Angesichts der stark sinkenden Leerstandsquoten in fast allen deutschen Großstädten mit mehr als 500.000 Einwohnern und des großen Mangels an Wohnraum wenden sich sowohl die Kommunen als auch die Entwickler und Investoren wieder dieser Wohnform zu, deren Image jedoch eher negativ war, berichtet das Maklerunternehmen. Die Erfahrungen der letzten Jahrzehnte in Asien und Amerika sowie ein Technologiewandel in der Architektur und Haustechnik habe jedoch dazu geführt, dass die heutigen Wohntürme als „state of the art“ gelten. Anders als früher gelten heute sowohl Gering- als auch Gutverdiener als Zielgruppe, zudem werden die Gebäude nicht mehr auf der „grünen Wiese“ errichtet. Dies war früher der Fall und geht teilweise auch darauf zurück, dass die Bauvorschriften aus ihrer Historie heraus sowie aus Brandschutzgründen eine Traufhöhe von maximal 22 Metern vorsahen. Der Bau in gewachsenen Wohngebieten war damit kaum möglich, mittlerweile hat nach Angaben von Jones Lang LaSalle jedoch ein Umdenken bei den Planungsbehörden eingesetzt. Bisher gewerblich genutzte Stadtareale wie etwa ehemalige Bahn- oder Hafenanlagen würden nun vielfach durch diese Neubauten aufgewertet, ohne dass es zu unerwünschten Verdrängungsprozessen komme, heißt es in dem Marktbericht.

Europaweit im Trend

Insgesamt wurden in Westeuropa bislang rund 240 reine Wohnhochhäuser errichtet. Zu den Gebäuden jüngeren Datums gehört unter anderem der Marco Polo Tower in der Hamburger Hafencity, insgesamt befinden sich rund 20 Projekte in den sieben größten deutschen Städten im Planungsstadium. Rund 30 weitere Projekte wie etwa der 172 Meter hohe Grand Tower im Frankfurter Europaviertel sind zudem bereits im Bau, berichtet Jones Lang LaSalle. Dieses Neubaugebiet wurde auf dem ehemaligen Güterbahnhofareal der Bankenmetropole errichtet und steht beispielhaft für die Umnutzung von Industriebrachen. Als Beispiel für Wohnhochhäuser in urbanen Lagen nennt das Maklerunternehmen den ABC Tower am Alexanderplatz, der zusammen mit anderen Wohnprojekten den Auftakt zu einer Stadtquartiersentwicklung bilden soll.
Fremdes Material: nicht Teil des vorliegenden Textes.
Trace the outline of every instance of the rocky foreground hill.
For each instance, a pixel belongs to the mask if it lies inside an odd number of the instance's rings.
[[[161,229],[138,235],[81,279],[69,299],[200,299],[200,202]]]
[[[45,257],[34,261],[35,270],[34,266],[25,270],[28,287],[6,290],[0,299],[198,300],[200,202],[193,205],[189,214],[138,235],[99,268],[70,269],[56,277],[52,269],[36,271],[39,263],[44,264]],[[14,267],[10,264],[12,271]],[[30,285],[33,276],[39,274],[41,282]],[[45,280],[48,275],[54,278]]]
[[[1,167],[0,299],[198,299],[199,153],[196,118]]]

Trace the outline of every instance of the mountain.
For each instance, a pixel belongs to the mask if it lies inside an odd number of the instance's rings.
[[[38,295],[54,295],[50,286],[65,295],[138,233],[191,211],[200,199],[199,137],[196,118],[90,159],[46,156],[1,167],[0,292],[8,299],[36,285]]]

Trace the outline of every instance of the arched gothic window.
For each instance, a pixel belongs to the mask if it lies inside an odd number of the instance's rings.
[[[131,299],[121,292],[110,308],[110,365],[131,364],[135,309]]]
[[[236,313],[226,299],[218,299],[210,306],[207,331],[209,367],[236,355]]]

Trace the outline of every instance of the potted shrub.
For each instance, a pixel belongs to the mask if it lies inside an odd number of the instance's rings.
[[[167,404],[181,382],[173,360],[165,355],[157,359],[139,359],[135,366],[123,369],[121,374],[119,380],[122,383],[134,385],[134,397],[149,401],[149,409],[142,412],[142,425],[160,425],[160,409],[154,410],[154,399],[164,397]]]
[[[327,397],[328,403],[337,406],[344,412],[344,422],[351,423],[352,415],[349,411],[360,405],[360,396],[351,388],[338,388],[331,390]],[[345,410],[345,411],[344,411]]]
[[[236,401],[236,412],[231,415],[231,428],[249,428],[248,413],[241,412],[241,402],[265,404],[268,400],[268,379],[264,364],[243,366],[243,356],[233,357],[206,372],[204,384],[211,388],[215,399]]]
Vielfach werden Bestandsgebäude umgenutzt

Für den Trend, bestehende Bauten grundlegend zu sanieren, steht laut Marktbericht das Projekt „The Seven“ in München – ehemals der Maschinenturm eines Heizkraftwerks und heute ein 74 Meter hoher Bau mit Luxuswohnungen. Vielfach werden auch ehemalige Bürobauten in Wohnraum umgewandelt – etwa der „Steglitzer Kreisel“ in Berlin. Anders als früher bieten die Wohnhochhäuser neueren Typs in der Regel eine sehr gute Anbindung an den öffentlichen Personennahverkehr: Im Schnitt befinden sich die insgesamt 65 untersuchten Projekte etwa 380 Meter von der nächstgelegenen Haltestelle entfernt. Typisch für die neuen Projekte sei zudem die teilweise Mischnutzung – indem etwa auch Kitas oder andere soziale Einrichtungen in den Gebäuden untergebracht sind.